Burnofsky came to the funeral. I avoided his gaze. He knew something had passed between us that could not now be overcome. He knew we had become enemies.
He tried to speak to me. I looked through him.
Donna did not attend. She was being treated for severe depression and psychosis following a suicide attempt. On top of Mitch’s suicide, it became painfully clear that we were linked inextricably with our biots. To lose a biot was to lose a part of ourselves. Had Donna been sane enough to follow my order, I, too, would have lost my mind.
In some way that I never understood scientifically, when we create a biot we transfer some part of our soul into it. We make ourselves hostage to it.
I found out later where we had gotten the tissue samples we used to create the first experimental biots. Most were from a small village in the Ivory Coast.
All of those early biots had been destroyed.
The village, thousands of miles away, had succumbed to what the doctors from Doctors Without Borders diagnosed as some form of mass hysteria. Within a few weeks—on days corresponding with the dates when we had destroyed the test biots—seven people in the village had lost their minds and either killed themselves or been killed in the act of committing atrocities.
There was no escaping the biot effect. Distance was no defense. To lose a biot was to lose your mind.
I would never be rid of it.
No one who created a biot could ever be rid of it.
My financial angel profited handsomely when one of our new generation drugs was approved by the FDA. I had money enough to buy back all shares of McLure Labs.
I began to take the business more seriously, and began to groom Stone to take over some day. He was the oldest. He was the more studious. Sadie had never shown any interest in McLure Labs.
We got along well, the three of us. I like to think I became a better father. Birgid’s death had placed the responsibility plainly on me. And each time I joked with Stone or teased Sadie, I knew that my own time might be short. I had to be a father while I could, because we had no way to know when my biot might die and take me down to the desperate place where Mitch and Donna had gone before.
And if that wasn’t my end, well, I knew now that the eyes of the Armstrongs were on me. And I knew now what they were.
Over the next few years I would hear from Lear from time to time. I would be sent bright young people. A strapping, fun-loving British soldier named Alex.

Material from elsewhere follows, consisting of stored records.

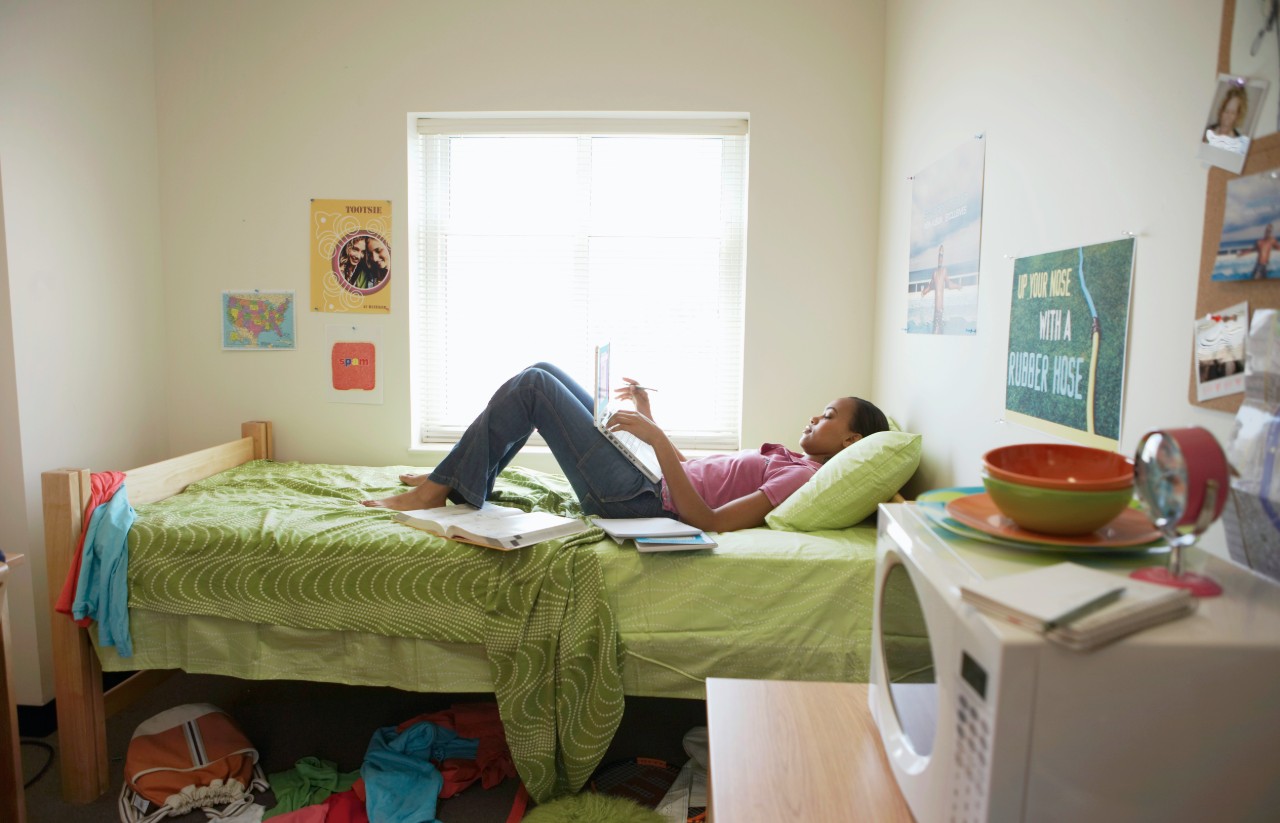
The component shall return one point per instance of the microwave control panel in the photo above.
(973, 745)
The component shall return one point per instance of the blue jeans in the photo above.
(545, 398)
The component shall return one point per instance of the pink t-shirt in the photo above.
(772, 469)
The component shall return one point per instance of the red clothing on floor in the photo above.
(478, 721)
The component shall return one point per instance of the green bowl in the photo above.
(1056, 511)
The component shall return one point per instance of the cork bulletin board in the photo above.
(1217, 295)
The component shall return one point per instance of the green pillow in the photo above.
(851, 484)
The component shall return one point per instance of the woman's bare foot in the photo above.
(426, 494)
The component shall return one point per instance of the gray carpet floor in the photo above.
(288, 721)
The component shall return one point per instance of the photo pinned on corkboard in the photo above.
(1220, 352)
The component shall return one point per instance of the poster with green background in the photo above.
(1068, 334)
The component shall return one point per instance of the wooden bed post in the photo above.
(261, 433)
(77, 673)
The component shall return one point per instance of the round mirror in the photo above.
(1160, 478)
(908, 657)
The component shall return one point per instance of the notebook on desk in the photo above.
(631, 447)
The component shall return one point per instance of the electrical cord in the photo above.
(49, 760)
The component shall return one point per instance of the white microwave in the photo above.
(984, 721)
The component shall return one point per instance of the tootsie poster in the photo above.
(1068, 337)
(351, 255)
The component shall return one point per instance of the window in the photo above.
(536, 238)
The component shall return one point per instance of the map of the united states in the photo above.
(257, 321)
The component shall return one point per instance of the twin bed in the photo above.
(261, 570)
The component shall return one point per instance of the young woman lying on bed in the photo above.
(716, 493)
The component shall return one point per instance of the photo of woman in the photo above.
(1228, 129)
(362, 263)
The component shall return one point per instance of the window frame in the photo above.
(732, 273)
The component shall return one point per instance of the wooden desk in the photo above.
(13, 805)
(785, 750)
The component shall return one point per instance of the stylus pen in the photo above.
(1106, 598)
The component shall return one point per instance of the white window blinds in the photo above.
(539, 237)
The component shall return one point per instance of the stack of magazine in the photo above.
(656, 534)
(1075, 606)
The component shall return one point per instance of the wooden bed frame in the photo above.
(81, 700)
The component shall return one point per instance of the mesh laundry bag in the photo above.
(187, 758)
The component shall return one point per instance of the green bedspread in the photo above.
(288, 544)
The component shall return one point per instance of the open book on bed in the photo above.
(493, 526)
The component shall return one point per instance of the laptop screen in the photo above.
(602, 382)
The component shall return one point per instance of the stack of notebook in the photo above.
(1075, 606)
(656, 534)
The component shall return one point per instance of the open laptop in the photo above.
(631, 447)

A serious young man named Michael. And I would meet the man who even then in those early days answered only to the nom de guerre Caligula.
Lear was forming a small army to counter the Armstrongs and Burnofsky. An army of those willing to risk madness to fight evil.
I had been enlisted in that war. It was a war to save humanity itself from slavery. But for me it was above all a fight to save my children. I would do whatever I had to do to protect them, to keep them safe and apart.
Because I never wanted them to have to hear the word BZRK.